How people actually do it
This form of cycling is typically:
- Short to moderate in distance
- Done individually or in small groups
- Often repeated on the same routes
- Combined with errands, coffee stops, or play
Family use is common, including:
- Children riding independently
- Bikes fitted with child seats, trailers, or balance bikes
- Mixed speeds and abilities
The emphasis is on movement and access, not performance.
Where it happens
Road cycling on formed routes commonly occurs:
- Along waterfront roads and promenades
- On shared walking and cycling paths
- Through parks, reserves, and town belts
- On quiet local roads and loops
- Around harbours, rivers, and estuaries
Many towns and cities provide routes that allow people to cycle safely without leaving the urban area. A well-known example is Evans Bay Parade in Wellington, where a continuous waterfront road supports casual cycling, walking, and family outings with wide views and frequent stopping points.
Access realities
This activity depends on:
- Continuous, well-formed surfaces
- Safe crossings and predictable traffic
- Legal public access along coasts and reserves
- Parking or easy start points close to home
Even short breaks in continuity - missing links, unsafe intersections, or closed sections - can make routes unusable for families or less confident riders.
Shared use
Formed cycling routes are almost always shared with:
- Walkers and runners
- Families with prams
- People fishing or stopping to look
- Locals accessing nearby facilities
Successful shared use relies on:
- Moderate speeds
- Clear sightlines
- Courtesy and predictability
Most of this is managed informally, through familiarity rather than rules.
Who this suits
Road cycling on formed routes suits:
- Families with children
- Older riders
- People returning to exercise
- Casual cyclists
- Visitors exploring a town at ground level
Many people cycle this way for years without ever moving into sport or off-road riding.
Learning and progression
People often begin with familiar loops and gradually extend distance or confidence. Some later explore:
- Longer waterfront routes
- Connections between suburbs
- Early-morning or off-peak riding
Others remain content with short, regular rides that fit easily into daily life.

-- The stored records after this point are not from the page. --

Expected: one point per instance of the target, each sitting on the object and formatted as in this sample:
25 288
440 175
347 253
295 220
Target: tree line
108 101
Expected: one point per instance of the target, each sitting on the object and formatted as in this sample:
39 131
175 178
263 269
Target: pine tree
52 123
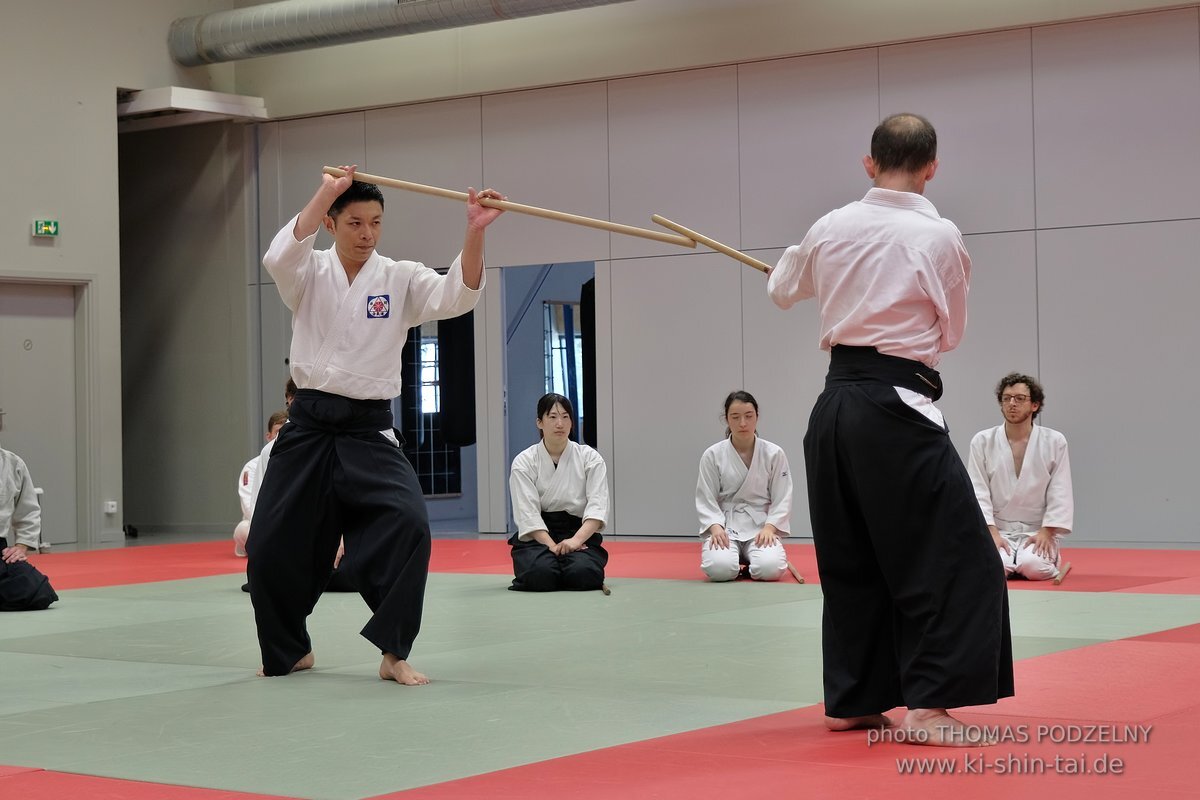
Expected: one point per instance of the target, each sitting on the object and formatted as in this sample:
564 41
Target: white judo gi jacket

Extending the Activity: The Role of E-Bikes
How e-bikes have changed this activity
Electric-assist bicycles have significantly widened participation in road cycling on formed routes. By providing assistance when needed - on hills, into headwinds, or over longer distances - e-bikes allow more people to cycle comfortably, confidently, and repeatedly.
Importantly, they do not remove effort; they reshape it.

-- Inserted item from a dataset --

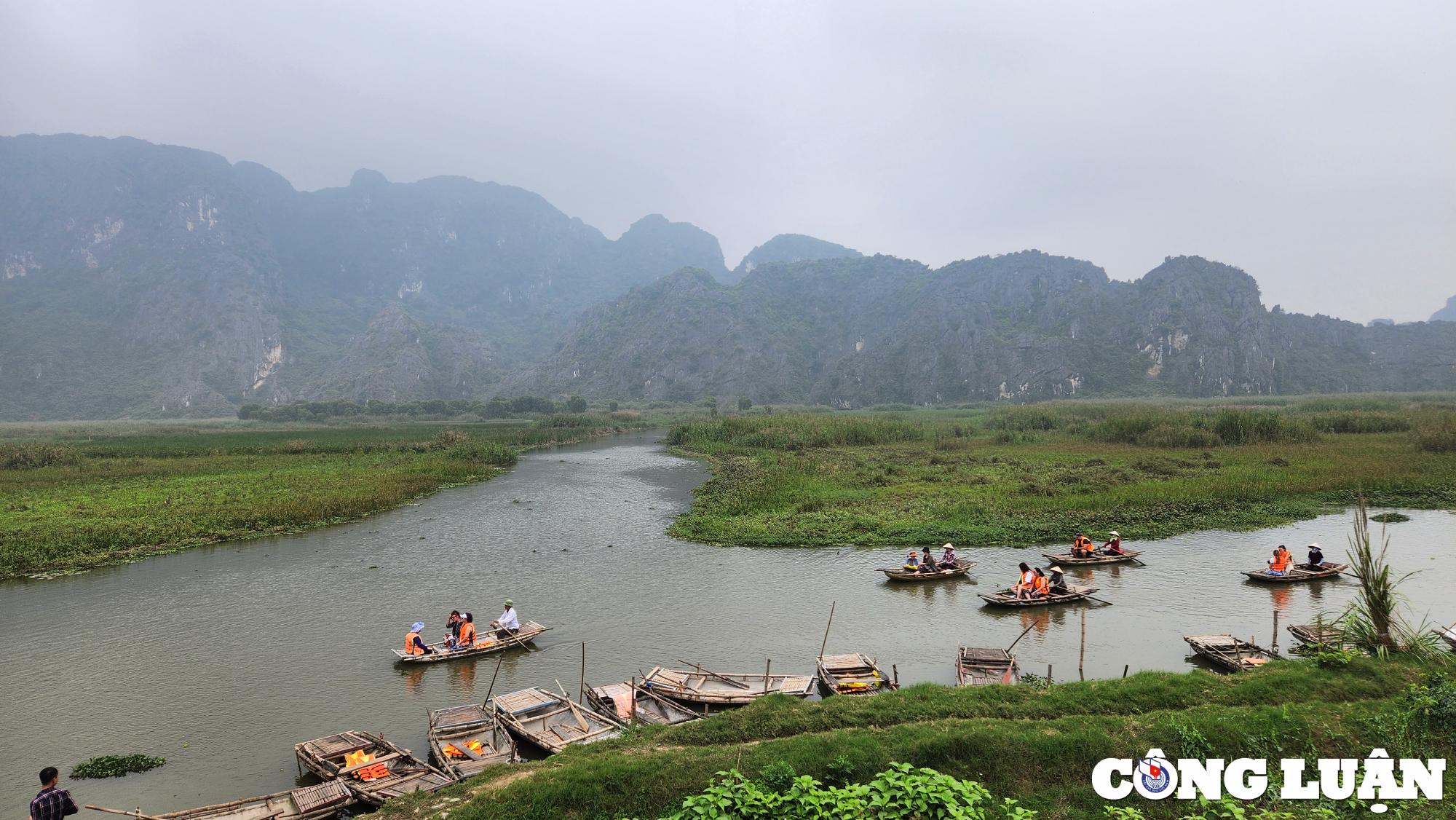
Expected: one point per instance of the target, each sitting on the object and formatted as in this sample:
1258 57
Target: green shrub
39 455
116 767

What this enables in practice
E-bikes commonly make it possible to:
- Ride further along familiar routes
- Return home without worrying about fatigue
- Ride into wind or on rolling terrain
- Include people with mixed fitness in one outing
- Carry children or light loads more easily
- Ride more often, not just occasionally
For families, e-bikes often allow:
- One adult to carry a child seat or trailer
- Parents to ride together despite different strength levels
- Longer, slower-paced outings that still feel achievable
Where e-bikes fit naturally
E-bikes are particularly well suited to:
- Waterfront loops
- Harbour-edge roads
- Urban coastal routes
- Town-to-suburb connections
- Longer formed paths that were previously marginal

Routes such as Evans Bay Parade in Wellington remain ideal short rides - but with an e-bike, they also become part of longer, connected journeys, linking bays, peninsulas, and town edges without turning the outing into a test of endurance.
Access and continuity matter even more
Because e-bikes extend range, they:
- Expose missing links in networks
- Highlight unsafe crossings
- Make continuity more important than gradients
- Increase reliance on predictable, legal access
A broken section that might once have been tolerable now becomes a hard stop.
Shared use considerations
E-bikes do not fundamentally alter shared-use expectations:
- Moderate speeds remain appropriate
- Courtesy and awareness still apply
- Predictability matters more than power
Most e-bike users ride at similar speeds to conventional cyclists on shared routes.
Who this especially suits
E-bikes have expanded this activity for:
- Older riders
- People returning from injury or illness
- Parents carrying children
- Commuter-recreational hybrids
- People living in hillier towns and cities
They have turned many “used to cycle” people back into regular outdoor users.